Reasons: Good Bitcoin code is continuously utilized. Technology is peer reviewed before being implemented.


BD Ratings deems the launch of Particl's predecessor ShadowCoin to have been fair. Since there was no premine or crowdfund, SDC coins were distributed to all that participated in the mining during the initial two weeks. This distribution result is obviously somewhat reflected in the Particl coin distribution because of the 1:1 conversion during the migration.

When looking at the rest of the whole ShadowCash to Particl relaunch however, it is not an understatement to call it a disaster in terms of establishing a strong decentralization property to the project at large. No one in the ShadowCash community had a say in the matter, and the launch of Particl and sudden stagnation of the old chain was fully decided upon by the ShadowCash developer team, with ruthless financial punishments should you miss this transition. Anyone holding PART tokens must know that this is a real risk going forward.
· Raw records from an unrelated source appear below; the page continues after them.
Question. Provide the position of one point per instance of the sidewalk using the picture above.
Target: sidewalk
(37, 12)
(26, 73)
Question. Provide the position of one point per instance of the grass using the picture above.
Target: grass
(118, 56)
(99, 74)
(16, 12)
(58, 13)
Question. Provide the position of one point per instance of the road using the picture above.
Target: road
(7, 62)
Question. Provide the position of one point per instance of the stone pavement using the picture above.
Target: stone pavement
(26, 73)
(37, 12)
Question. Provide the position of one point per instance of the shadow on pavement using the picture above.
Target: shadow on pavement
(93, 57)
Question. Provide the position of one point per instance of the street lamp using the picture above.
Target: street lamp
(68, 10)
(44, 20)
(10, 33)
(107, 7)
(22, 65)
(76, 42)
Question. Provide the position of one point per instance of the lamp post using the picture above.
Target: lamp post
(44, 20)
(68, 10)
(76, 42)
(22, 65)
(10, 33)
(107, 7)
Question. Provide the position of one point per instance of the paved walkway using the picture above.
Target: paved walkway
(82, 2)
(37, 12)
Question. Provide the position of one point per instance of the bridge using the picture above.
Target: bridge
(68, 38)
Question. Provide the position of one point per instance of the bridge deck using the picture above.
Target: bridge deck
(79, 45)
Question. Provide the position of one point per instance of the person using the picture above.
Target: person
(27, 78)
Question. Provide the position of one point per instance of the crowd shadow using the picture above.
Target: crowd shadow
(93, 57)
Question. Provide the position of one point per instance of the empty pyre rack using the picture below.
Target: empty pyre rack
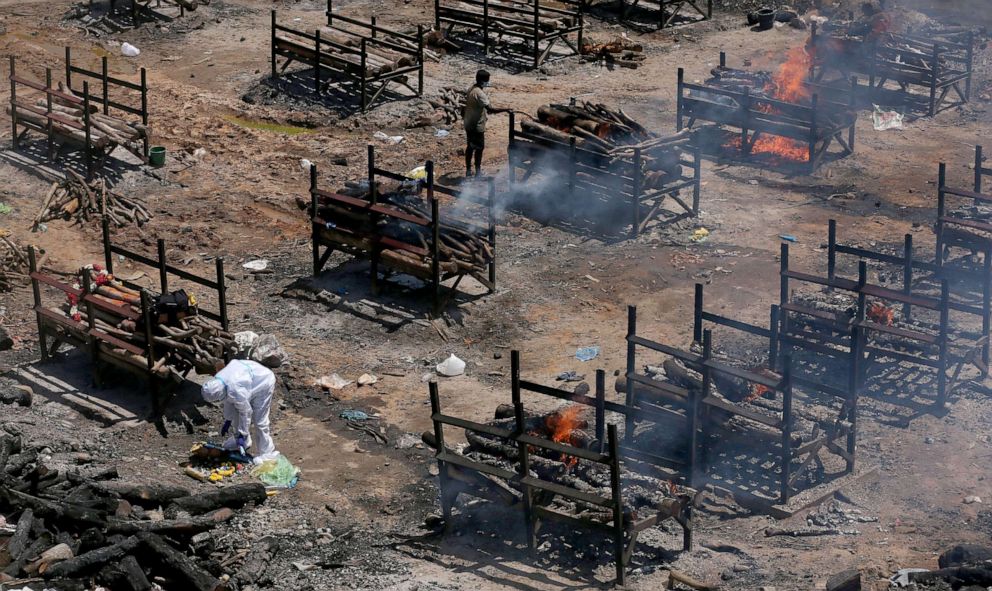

Another somewhat worrying fact is that Ryno was contracted to work on Blocktix despite promising full commitment to ShadowCash. Ryno is of course entitled to work wherever he wants, but the lack of communication on the matter was not very professional.

The project did not seem to have many core developers initially, and of the developers they had during launch, most were specialized in their work tasks which always creates some dependencies. tecnovert seems to have been the only cryptographer on the team. As Particl grew during 2017, the team expanded somewhat and a handful of them are active on the project GitHub repos.

Grade: 3/10.

Reasons: Fair launch. Few developers for core client but growing team. History of strong centralization.


The valuation of around USD 100M puts the project far under the Monero and Zcash valuation. As soon as RingCT is implemented, Particl might be on its way of being as secure as the other top anonymity focused cryptocurrencies, from a code perspective. Given the low inflation and active development, BD Ratings do not deem 100M unreasonable compared to other coins.

Grade: 5/10.

Reasons: Adopting code from many solid and peer-reviewed projects. Most coins are minted.